One of the most intriguing acquisitions – and possibly his best recent bargain – was Spread Networks. If you’ve read Michael Lewis’s book, Flash Boys: A Wall Street Revolt, which came out in 2014, you’ll recognise Spread Networks as the dead-straight fibre from New York to Chicago that was designed to cut latency for high-frequency traders. 

The fibre – 827 miles or 1330km – allegedly cut the latency from 17ms to 13ms by being ultra-straight, to give traders connected to Spread Networks a 4ms advantage over their rivals. Lewis says in his book that the project cost $300 million. Zayo bought Spread Networks for less than half that: $127 million. Not so much high speed, as be patient and it’ll come to you. “We now have a business unit called Spread Networks by Zayo,” says Caruso. “We’ve just announced a cable from Minneapolis to Omaha.” 

He’s looking for other acquisitions – and Annette Murphy, the company’s former SVP for fibre solutions, who became managing director for Europe in Caruso’s great management reorganisation, will have a role in that. “We’re actually looking in Europe” for potential acquis-itions, he says. “Annette has a really strong knack for finding opportunities. She is working with Ian Cunningham, the head of sales in Europe.” 

Cunningham joined in January this year after a year at – surprise – Level 3. He spent the previous three years at credit information agency Experian. Before that, though, he was at Vodafone and BT. 

Zayo is looking to extend the network “to Hong Kong, Tokyo, Singapore, Sydney”, says Caruso. And apart from the big potential acquisitions the company is working on, they are looking for small gap-fillers. “We call the small ones tuck-ins,” he says. “We like tuck-ins. I want to do lots at the same time.”
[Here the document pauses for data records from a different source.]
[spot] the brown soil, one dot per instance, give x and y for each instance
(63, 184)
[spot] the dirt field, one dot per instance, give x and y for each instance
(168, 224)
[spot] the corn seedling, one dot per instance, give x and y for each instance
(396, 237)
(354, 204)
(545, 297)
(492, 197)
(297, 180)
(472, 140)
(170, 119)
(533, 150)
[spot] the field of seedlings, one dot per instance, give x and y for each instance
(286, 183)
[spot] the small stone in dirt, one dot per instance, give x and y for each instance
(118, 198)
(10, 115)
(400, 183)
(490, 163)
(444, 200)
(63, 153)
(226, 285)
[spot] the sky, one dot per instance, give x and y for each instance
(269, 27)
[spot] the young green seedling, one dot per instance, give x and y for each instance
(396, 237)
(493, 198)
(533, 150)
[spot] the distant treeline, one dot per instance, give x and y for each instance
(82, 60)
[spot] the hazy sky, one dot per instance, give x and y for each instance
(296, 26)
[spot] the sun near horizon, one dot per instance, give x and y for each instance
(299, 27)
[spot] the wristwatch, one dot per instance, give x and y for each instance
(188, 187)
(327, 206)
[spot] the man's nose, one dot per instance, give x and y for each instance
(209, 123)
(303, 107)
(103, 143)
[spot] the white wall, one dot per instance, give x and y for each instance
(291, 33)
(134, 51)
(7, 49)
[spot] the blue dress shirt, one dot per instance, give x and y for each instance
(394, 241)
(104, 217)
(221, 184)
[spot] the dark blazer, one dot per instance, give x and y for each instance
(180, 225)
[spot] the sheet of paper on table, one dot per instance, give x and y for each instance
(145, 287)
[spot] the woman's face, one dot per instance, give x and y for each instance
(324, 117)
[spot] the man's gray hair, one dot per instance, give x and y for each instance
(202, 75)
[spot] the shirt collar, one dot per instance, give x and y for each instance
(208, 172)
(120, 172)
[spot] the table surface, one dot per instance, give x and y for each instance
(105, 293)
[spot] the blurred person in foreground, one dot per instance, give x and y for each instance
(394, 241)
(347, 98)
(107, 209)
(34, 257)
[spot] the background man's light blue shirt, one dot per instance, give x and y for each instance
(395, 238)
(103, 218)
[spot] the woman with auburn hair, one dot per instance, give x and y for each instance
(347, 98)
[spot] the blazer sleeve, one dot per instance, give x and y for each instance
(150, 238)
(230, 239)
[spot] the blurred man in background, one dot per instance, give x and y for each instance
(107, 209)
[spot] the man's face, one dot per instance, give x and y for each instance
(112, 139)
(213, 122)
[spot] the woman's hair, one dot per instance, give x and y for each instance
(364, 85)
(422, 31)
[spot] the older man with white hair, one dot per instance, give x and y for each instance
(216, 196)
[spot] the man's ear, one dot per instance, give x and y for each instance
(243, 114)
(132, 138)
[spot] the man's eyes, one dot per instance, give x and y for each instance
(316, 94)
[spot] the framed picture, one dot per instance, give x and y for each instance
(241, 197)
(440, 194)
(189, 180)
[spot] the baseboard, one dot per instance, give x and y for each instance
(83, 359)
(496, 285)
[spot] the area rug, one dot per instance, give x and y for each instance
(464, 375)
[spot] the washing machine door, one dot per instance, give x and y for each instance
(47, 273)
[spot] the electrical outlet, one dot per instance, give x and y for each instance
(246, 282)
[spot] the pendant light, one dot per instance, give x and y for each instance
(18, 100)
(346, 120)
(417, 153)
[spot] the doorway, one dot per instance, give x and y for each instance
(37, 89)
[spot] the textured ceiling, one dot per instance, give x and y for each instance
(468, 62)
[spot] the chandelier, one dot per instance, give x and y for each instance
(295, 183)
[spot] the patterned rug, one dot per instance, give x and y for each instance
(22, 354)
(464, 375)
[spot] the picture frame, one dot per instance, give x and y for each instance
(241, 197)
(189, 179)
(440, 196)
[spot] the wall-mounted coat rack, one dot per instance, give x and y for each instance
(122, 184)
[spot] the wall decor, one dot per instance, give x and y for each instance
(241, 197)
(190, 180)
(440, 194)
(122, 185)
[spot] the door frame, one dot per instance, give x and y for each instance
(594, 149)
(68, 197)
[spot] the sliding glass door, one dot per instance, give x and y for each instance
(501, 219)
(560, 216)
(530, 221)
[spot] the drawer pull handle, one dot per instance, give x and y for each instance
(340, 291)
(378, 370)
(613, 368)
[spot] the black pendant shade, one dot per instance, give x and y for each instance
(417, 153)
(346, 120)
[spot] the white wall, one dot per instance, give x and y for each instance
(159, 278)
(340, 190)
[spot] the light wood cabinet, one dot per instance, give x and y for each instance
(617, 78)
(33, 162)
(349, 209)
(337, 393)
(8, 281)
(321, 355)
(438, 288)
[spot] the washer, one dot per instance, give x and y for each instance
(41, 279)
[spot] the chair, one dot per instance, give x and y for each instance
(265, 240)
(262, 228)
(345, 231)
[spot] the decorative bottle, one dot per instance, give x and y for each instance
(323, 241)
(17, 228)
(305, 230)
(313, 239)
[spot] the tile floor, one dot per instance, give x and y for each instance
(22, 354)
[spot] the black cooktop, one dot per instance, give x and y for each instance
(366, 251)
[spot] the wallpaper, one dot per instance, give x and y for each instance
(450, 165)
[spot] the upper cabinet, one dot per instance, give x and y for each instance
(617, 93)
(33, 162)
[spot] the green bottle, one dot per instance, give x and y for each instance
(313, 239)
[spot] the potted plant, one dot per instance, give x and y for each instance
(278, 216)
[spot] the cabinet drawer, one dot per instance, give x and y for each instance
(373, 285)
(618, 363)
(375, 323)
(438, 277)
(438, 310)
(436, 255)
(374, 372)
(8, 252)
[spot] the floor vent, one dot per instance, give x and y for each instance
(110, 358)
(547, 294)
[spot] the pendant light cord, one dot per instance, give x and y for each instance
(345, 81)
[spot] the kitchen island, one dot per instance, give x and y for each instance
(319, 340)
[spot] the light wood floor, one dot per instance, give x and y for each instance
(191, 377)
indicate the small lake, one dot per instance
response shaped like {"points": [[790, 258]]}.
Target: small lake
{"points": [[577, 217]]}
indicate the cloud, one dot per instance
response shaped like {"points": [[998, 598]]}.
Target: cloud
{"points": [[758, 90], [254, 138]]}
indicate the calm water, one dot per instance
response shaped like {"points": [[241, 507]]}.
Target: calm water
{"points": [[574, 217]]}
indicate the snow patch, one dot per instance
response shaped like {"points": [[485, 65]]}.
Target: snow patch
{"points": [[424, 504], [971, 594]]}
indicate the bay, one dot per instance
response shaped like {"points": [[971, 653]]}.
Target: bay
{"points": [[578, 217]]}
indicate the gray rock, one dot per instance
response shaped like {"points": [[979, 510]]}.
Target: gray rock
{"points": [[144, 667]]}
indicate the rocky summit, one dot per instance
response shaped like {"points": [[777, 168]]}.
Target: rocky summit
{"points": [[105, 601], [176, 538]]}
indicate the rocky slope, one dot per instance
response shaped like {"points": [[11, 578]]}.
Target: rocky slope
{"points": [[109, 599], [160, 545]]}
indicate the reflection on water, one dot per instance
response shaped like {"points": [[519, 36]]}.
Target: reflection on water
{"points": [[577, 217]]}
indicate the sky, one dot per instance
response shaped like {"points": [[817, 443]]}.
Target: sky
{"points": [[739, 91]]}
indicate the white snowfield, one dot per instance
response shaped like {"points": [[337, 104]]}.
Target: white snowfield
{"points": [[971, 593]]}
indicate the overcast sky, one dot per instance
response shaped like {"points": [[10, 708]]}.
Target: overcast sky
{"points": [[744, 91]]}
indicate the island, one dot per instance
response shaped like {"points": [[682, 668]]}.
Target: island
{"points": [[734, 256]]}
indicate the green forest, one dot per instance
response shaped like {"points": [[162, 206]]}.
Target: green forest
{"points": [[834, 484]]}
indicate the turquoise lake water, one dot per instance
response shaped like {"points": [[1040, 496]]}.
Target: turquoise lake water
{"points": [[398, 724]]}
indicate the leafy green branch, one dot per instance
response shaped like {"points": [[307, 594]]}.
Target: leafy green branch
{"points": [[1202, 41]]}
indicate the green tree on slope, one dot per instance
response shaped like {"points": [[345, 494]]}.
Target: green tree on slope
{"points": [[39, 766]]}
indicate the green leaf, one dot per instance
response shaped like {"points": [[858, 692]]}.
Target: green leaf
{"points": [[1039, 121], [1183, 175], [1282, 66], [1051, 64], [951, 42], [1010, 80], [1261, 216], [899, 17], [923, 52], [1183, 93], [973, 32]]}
And, having parted from so many former colleagues at the company, is Caruso determined to stay strong and stable in Zayo? “I don’t have the inclination to take my money and go off,” he smiles. “I don’t want to go and play golf. I’m not ready to hang up my spikes.”

But, he adds, “I should have less of a hands-on role. I want to get to the point where Andrew and Phil are driving the business.”